I would seriously consider an EV if I could find one in the spec and price that I favour in an ICE. However, on a trip to rain swept Cornwall recently we pulled into a services near Gloucester, the one everyone uses, and observed several EVs charging and others waiting for a vacant charger. The filling station was also busy refuelling ICEs.I wondered what the future would be if ALL of the cars in the services were EVs and required refuelling in the same proportion as the ICEs. Expand that across the whole country and that is a humongous extra load of electricity (and time) required. I accept that recharging times will come down in the future, but I am equally certain that the electricity required to recharge will not come down.

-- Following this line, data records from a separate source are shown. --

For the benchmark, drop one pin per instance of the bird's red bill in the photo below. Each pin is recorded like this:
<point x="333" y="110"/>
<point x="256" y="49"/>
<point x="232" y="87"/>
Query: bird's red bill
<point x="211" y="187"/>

Are we in danger of creating a new monster in order to have cleaner city air?
Is there a better way?
You and I are going to have to wait quite a while for that EV. It's ICE for the foreseeable future.

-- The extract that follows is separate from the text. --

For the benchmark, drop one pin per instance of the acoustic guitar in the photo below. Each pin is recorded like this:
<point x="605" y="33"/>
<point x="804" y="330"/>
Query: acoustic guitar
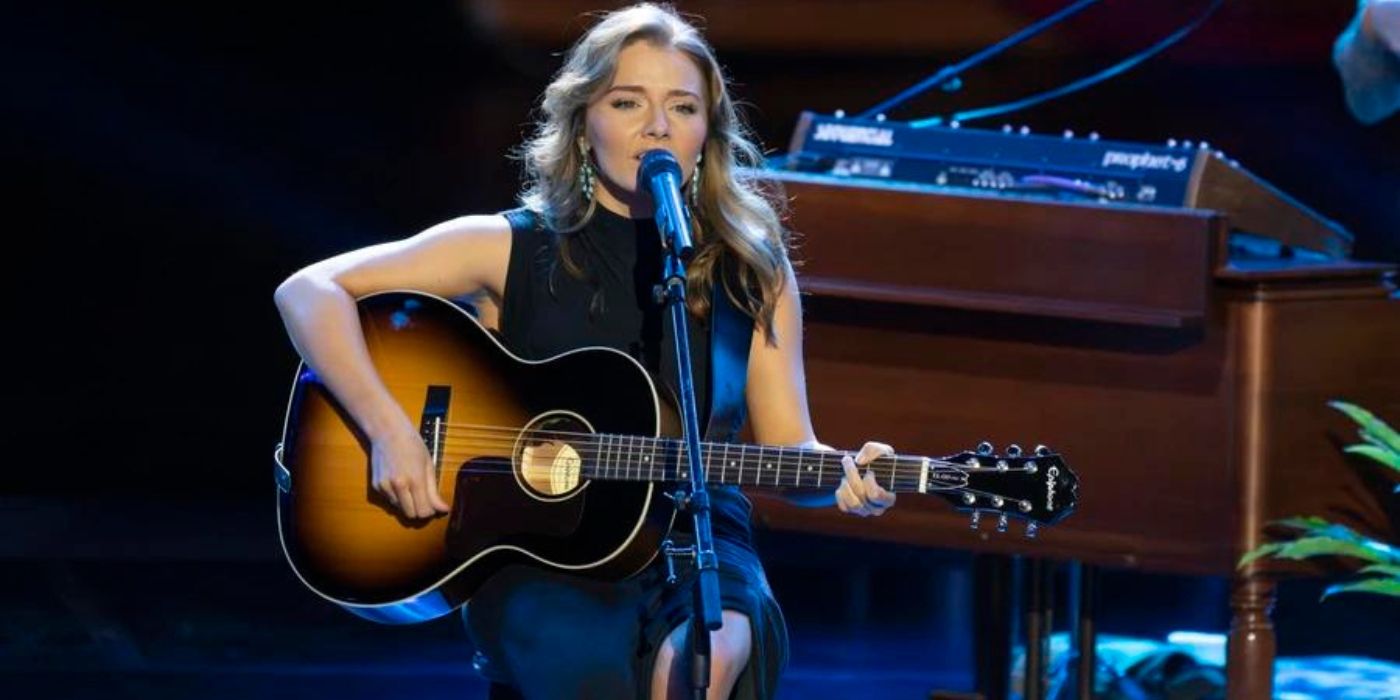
<point x="563" y="464"/>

Yes, petrol stations are already converting to EV. See all the oil company annual reports. It's a massive money spinner. You drive in, plug in, hop in to buy yourself some overpriced rubbish groceries and cakes, walk out to the car, unplug and drive off.
And for the service areas, it's just the parking bays that get new chargers, they don't even bother to convert the petrol station
"If" Markjay ever sells me his Ioniq 5 - at the right price - I'm certain I would need to use a commercial charger - in the UK - about eight times a year. I can't see much of a problem finding one.
How did you do the numbers to work out that electricity consumption across the UK will go up? UK electricity consumption dropped 19% in Q3 of 2023 - because of the prices.
The national grid reckons that it's got one trillion kWh coming on stream within the next five years.
Take an easy number and call it enough to power three trillion miles a year by British EV owners.
Or roughly a million miles per EV owner, assuming three million EV's in use by 2028
The UK has hit a major milestone as we pass the one trillionth kilowatt hours (kWh) of electricity generated from renewable energy sources, the equivalent of everyone in the UK watching every James Bond movie 13 times a day, every day for a year.